Inverse relations of serum phosphatidylcholines and lysophosphatidylcholines with vascular damage and heart rate in patients with atherosclerosis

The rapidly growing discipline of lipidomics allows the study of a wide spectrum of lipid species in body fluids and provides new insights into the pathogenesis of cardiovascular disease. We investigated serum phosphatidylcholine (PC) and lysophosphatidylcholine (lysoPC) species in relation to arterial stiffness, hemodynamics, and endothelial dysfunction in symptomatic patients with atherosclerosis and in healthy controls. Thirty-two patients with peripheral arterial disease (age 61.7 ± 9.0 years), 52 patients with coronary artery disease (age 63.2 ± 9.2 years), and 40 apparently healthy controls (age 60.3 ± 7.1 years) were studied. Serum levels of 90 glycerophospholipids were determined with the AbsoluteIDQ™ p180 kit (BIOCRATES Life Sciences AG, Innsbruck, Austria). The technique of applanation tonometry was used for non-invasive pulse wave analysis and carotid-femoral pulse wave velocity (cf-PWV) assessment. Decreased serum levels of several individual PC and lysoPC species (e.g., PC aa C28:1, PC aa C30:0, PC aa C32:2, PC ae C30:0 and PC ae C34:2, lysoPC a C18:2) were observed for the patient groups in comparison to the healthy subjects.
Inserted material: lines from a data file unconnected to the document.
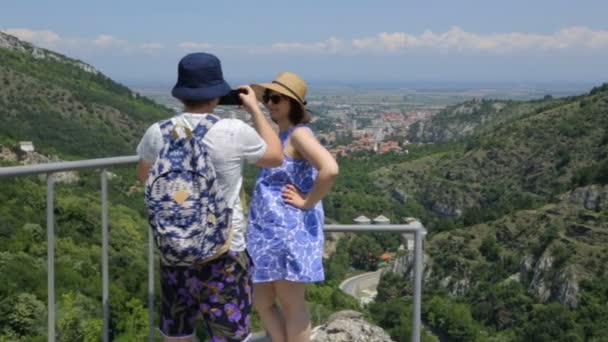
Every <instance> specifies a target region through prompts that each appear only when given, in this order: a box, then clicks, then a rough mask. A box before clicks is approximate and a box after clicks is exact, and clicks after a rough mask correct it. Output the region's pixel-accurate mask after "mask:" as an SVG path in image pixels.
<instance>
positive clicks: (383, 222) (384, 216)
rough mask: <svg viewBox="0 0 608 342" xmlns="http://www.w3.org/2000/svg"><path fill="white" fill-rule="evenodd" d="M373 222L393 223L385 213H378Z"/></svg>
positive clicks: (376, 223)
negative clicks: (378, 213)
mask: <svg viewBox="0 0 608 342" xmlns="http://www.w3.org/2000/svg"><path fill="white" fill-rule="evenodd" d="M373 222H374V223H375V224H389V223H391V220H389V219H388V218H387V217H386V216H384V215H378V216H377V217H376V218H374V219H373Z"/></svg>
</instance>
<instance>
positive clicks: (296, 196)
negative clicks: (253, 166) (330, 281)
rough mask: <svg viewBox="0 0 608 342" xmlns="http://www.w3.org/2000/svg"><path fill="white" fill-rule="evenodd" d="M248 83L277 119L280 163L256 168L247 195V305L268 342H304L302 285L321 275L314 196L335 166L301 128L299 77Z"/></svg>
mask: <svg viewBox="0 0 608 342" xmlns="http://www.w3.org/2000/svg"><path fill="white" fill-rule="evenodd" d="M252 88H253V89H254V90H255V92H256V94H257V95H258V98H260V99H261V100H262V102H263V103H264V105H265V106H266V108H267V109H268V111H269V112H270V116H271V118H272V120H273V121H274V122H276V123H277V124H278V126H279V137H280V139H281V144H282V146H283V152H284V160H283V165H281V166H279V167H275V168H267V169H262V171H261V172H260V174H259V176H258V178H257V180H256V184H255V188H254V192H253V197H252V199H251V208H250V212H249V227H248V232H247V249H248V251H249V253H250V255H251V257H252V259H253V263H254V274H253V283H254V295H253V298H254V307H255V308H256V310H258V312H259V313H260V315H261V317H262V320H263V322H264V326H265V327H266V330H267V331H268V332H269V334H270V335H271V337H272V340H273V341H274V342H281V341H289V342H296V341H298V342H299V341H302V342H304V341H306V342H308V341H309V340H310V319H309V317H308V313H307V310H306V304H305V301H304V286H305V284H306V283H308V282H316V281H323V280H324V279H325V278H324V273H323V262H322V256H323V220H324V215H323V206H322V204H321V199H322V198H323V196H324V195H325V194H326V193H327V192H328V191H329V189H330V188H331V186H332V185H333V183H334V180H335V178H336V177H337V175H338V165H337V164H336V161H335V160H334V159H333V157H332V156H331V154H329V152H328V151H327V150H326V149H325V148H324V147H323V146H322V145H321V144H320V143H319V142H318V141H317V139H316V138H315V136H314V135H313V133H312V131H311V130H310V128H309V127H308V126H306V123H308V121H309V120H310V115H309V113H308V112H307V111H306V109H305V105H306V101H305V100H304V98H305V96H306V91H307V86H306V83H305V82H304V81H303V80H302V79H301V78H300V77H298V76H297V75H295V74H293V73H289V72H284V73H281V74H279V75H278V76H277V78H276V79H275V80H274V81H272V83H265V84H254V85H252ZM276 299H278V301H279V303H280V308H279V306H277V305H276V304H275V303H276Z"/></svg>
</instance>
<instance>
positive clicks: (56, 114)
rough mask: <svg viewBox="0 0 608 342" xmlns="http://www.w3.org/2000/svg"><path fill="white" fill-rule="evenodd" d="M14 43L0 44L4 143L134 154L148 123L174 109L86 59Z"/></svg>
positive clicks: (166, 113) (2, 123)
mask: <svg viewBox="0 0 608 342" xmlns="http://www.w3.org/2000/svg"><path fill="white" fill-rule="evenodd" d="M0 34H2V35H4V36H7V35H6V34H4V33H0ZM16 44H17V46H16V47H14V48H13V49H6V48H0V85H1V86H0V119H1V120H2V125H0V144H4V145H12V144H14V143H15V142H17V141H22V140H28V141H33V142H34V145H35V146H36V147H37V148H38V149H39V150H41V151H43V152H50V153H58V154H61V155H64V156H78V157H103V156H106V157H107V156H113V155H125V154H132V153H133V151H134V149H135V146H136V144H137V141H138V139H139V138H140V137H141V135H142V134H143V131H144V130H145V128H146V127H147V126H148V125H149V124H150V123H152V122H154V121H156V120H158V119H160V118H164V117H168V116H169V115H170V114H171V111H170V110H169V109H167V108H165V107H162V106H160V105H157V104H155V103H154V102H152V101H151V100H149V99H147V98H144V97H141V96H139V95H138V94H137V93H134V92H132V91H131V90H129V89H128V88H126V87H125V86H123V85H120V84H118V83H116V82H114V81H112V80H111V79H109V78H108V77H106V76H104V75H103V74H101V73H99V72H98V71H96V70H95V69H94V68H93V67H91V66H89V65H87V64H85V63H82V62H80V61H76V60H73V59H70V58H67V57H65V56H62V55H59V54H56V53H53V52H50V51H47V50H43V49H38V48H36V50H35V51H37V53H33V52H32V51H34V50H32V49H34V47H32V46H31V45H29V44H27V43H24V42H20V41H19V42H17V43H16ZM18 48H20V49H21V50H23V51H20V50H19V49H18Z"/></svg>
In addition, a considerable number of PCs and lysoPCs were inversely related to either cf-PWV, heart rate, asymmetric dimethylarginine (ADMA) or ADMA/arginine for patients with symptomatic atherosclerosis but not for the controls. We found altered relationships between PC and lysoPC profiles, inflammation, and arterial function in atherosclerotic patients, compared to healthy subjects. •Serum phosphatidylcholine and lysophosphatidylcholine profiles are altered in atherosclerotic patients.•Some phosphatidylcholines and lysophosphatidylcholines are related to vascular damage and heart rate in atherosclerosis.•These relations may differ in peripheral arterial disease and coronary artery disease patients.